Walangkura‘s work, although very big and bold, is also very feminine, she is able to paint very effectively on a large scale. Her use of a more muted, pastel pallette on many of her works is particularly effective.
WALALA WAS BORN IN THE GIBSON DESERT IN THE EARLY 1960‘S, AND DID NOT ENCOUNTER EUROPEANS AND THEIR WAYS UNTIL HE WAS 21.
He was a part of a small party that included his brothers and sisters whose arrival in Kiwirrkurra in 1984 made international headlines that proclaimed the discovery of the “Lost Tribe.” His paintings tell the stories of Tingari Cycle.
The nature of the imagery he uses in this work is both unique and breathtaking simplistic, highlighting his profound and intimate knowledge of his lands. Walala‘s importance is unquestionable. His geometric imagery, and bold use of contrasting colours makes Walala‘s work stand out, and instantly recognisable. Coupled with his amazing personal history, as one of “the Last Nomads”, Walala is a very interesting man.
TURKEY TOLSON TJUPURULLA
Turkey Tolson was one of the youngest artists invloved in the intial Papunya Tula movement. He used the influence of the older artists to develop his own unique style to intepret his dreamings. He used arcs and hatch motifs as well as dots to camoflages his ancestral designs and marks from the unititiated.

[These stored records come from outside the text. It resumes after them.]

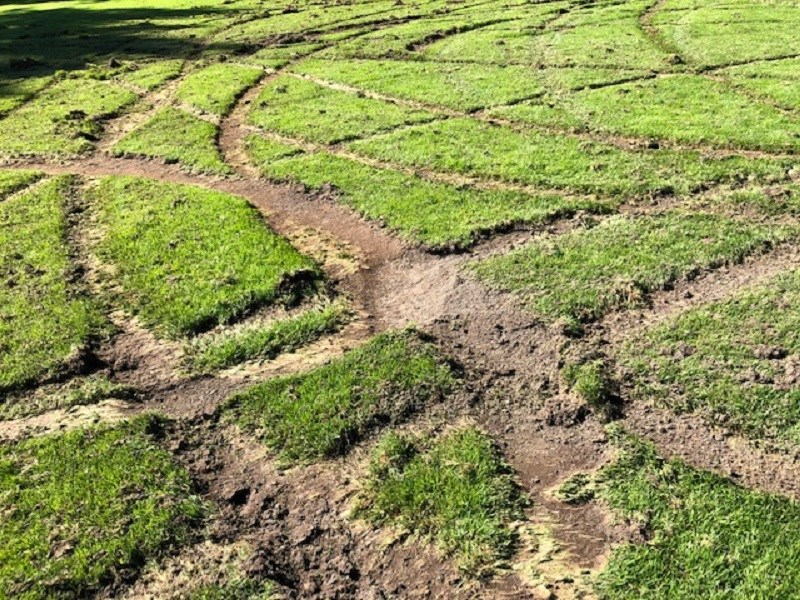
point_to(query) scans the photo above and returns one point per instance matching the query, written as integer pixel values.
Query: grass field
(84, 505)
(178, 275)
(393, 268)
(322, 413)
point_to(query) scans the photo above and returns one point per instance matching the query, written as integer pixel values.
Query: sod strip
(469, 147)
(187, 258)
(737, 362)
(456, 491)
(439, 215)
(82, 508)
(706, 537)
(322, 413)
(583, 274)
(298, 108)
(264, 341)
(176, 137)
(63, 120)
(215, 89)
(45, 322)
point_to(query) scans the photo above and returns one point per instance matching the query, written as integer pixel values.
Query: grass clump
(439, 215)
(457, 86)
(736, 361)
(478, 149)
(78, 391)
(593, 382)
(708, 112)
(214, 89)
(176, 137)
(151, 76)
(323, 412)
(583, 274)
(45, 321)
(264, 341)
(456, 491)
(187, 258)
(63, 120)
(707, 537)
(298, 108)
(13, 181)
(82, 506)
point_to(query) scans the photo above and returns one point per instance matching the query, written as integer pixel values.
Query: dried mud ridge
(296, 520)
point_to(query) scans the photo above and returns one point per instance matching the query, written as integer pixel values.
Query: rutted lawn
(45, 320)
(322, 413)
(736, 362)
(187, 258)
(436, 214)
(583, 274)
(81, 506)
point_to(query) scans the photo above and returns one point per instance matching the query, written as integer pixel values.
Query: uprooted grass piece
(322, 413)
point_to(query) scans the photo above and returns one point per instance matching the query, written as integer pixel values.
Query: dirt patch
(62, 420)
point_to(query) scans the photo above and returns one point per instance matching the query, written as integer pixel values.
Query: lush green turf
(473, 148)
(727, 33)
(461, 87)
(45, 320)
(302, 109)
(325, 411)
(455, 490)
(276, 57)
(708, 112)
(13, 181)
(63, 120)
(215, 88)
(707, 537)
(264, 341)
(437, 214)
(177, 137)
(16, 91)
(775, 81)
(78, 391)
(81, 506)
(152, 75)
(734, 361)
(187, 258)
(583, 274)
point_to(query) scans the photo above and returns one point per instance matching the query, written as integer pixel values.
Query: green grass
(45, 320)
(709, 112)
(583, 274)
(302, 109)
(16, 91)
(78, 391)
(176, 137)
(734, 361)
(734, 32)
(80, 507)
(707, 537)
(322, 413)
(13, 181)
(456, 491)
(214, 89)
(264, 341)
(187, 258)
(279, 56)
(436, 214)
(471, 148)
(460, 87)
(63, 120)
(151, 76)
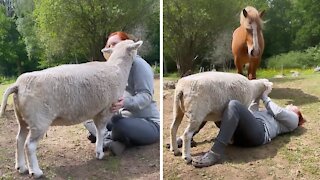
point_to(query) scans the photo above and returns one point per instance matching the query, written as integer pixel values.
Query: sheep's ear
(106, 50)
(261, 13)
(268, 83)
(245, 13)
(135, 45)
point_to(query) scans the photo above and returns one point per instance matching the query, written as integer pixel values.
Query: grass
(291, 156)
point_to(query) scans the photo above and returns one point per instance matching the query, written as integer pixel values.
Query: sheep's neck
(125, 65)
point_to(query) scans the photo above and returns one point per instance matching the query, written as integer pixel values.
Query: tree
(191, 26)
(75, 31)
(13, 57)
(305, 22)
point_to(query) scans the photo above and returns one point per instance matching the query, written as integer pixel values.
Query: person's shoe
(179, 142)
(208, 159)
(116, 147)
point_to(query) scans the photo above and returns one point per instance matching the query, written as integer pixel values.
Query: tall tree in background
(191, 26)
(13, 55)
(75, 31)
(306, 23)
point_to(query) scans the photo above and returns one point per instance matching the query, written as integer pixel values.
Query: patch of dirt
(65, 153)
(290, 156)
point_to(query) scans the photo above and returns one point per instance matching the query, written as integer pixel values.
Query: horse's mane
(252, 14)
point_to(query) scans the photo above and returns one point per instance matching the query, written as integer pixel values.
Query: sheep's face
(127, 47)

Through the mastery of this technique, Turkey represents a celebration of the union the has been created between traditional culture and the contemporary art world. In 1979 he was an artist in residence at University of South Australia and went on to become Paupnya Tula‘s longest serving chairman from 1985-95.
Tommy has had a career as an artist spanning just seven years to date and produced a relatively small number of major works. He is a senior Pitjantjatjarra elder who regards his paintings as his beautiful country and as symbolically passing on very important cultural knowledge to do with his country and land.
As an artist his incredible attention to detail is reflected in the glorious works that he creates. The fusion of colour, texture and form allow the viewer to experience his country. His immense talent was recognised in 2007 when he was one of only eight artist that were selected for the permanent exhibition at the prestigious Musee de Quay Branly in Paris 2007.
TJAWINA PORTER NAMPITJINPA
Tjawina is the sister of Esther Giles Nampitjinpa and half sister to Nyurapayia Nampitjinpa. She is known for her skill as a traditional basket weaver and wood carver and has gained prominence as a painter.
Tjawina paints her mother‘s and father‘s dreaming stories. These include the sites of Yumari, Punkilpirri and Tjalili. These sites are important for ceremonies and as reliable sources for water and traditional food plants.
Thomas arrived out of the desert with seven relatives in 1984, making international headlines as ‘The Lst Nomads‘, having never seen white man before. Until this time Thomas and his brothers and fellow artists Walala and Warlimpirrnga lived a traditional nomadic existance. The subejct of his paintings is Tingari cycle, a series of sacred, mythological songs that are associated with his dreaming sites- Wanapatangu.
Tarisse, like her younger sister Sarrita, is one of the most exciting young Aboriginal artists to emerge in recent years. Tarisse is the eldest daughter of Bill King Tjangala and she has taken up the mantle to continue his work and depict the Dreamings that he passed on in her art.
Tarisse has taken Bills style, adapted it and and made it her own. Tarisse‘s work is typically very progressive, using metallic paints and new methods and techniques, that allow her to create different effects in her work. She often works collaboratively with her sister Sarrita to create work of incredible depth and movement, these pieces are highly sought after and visually intriguing. Both girls are making their mark in the international arena.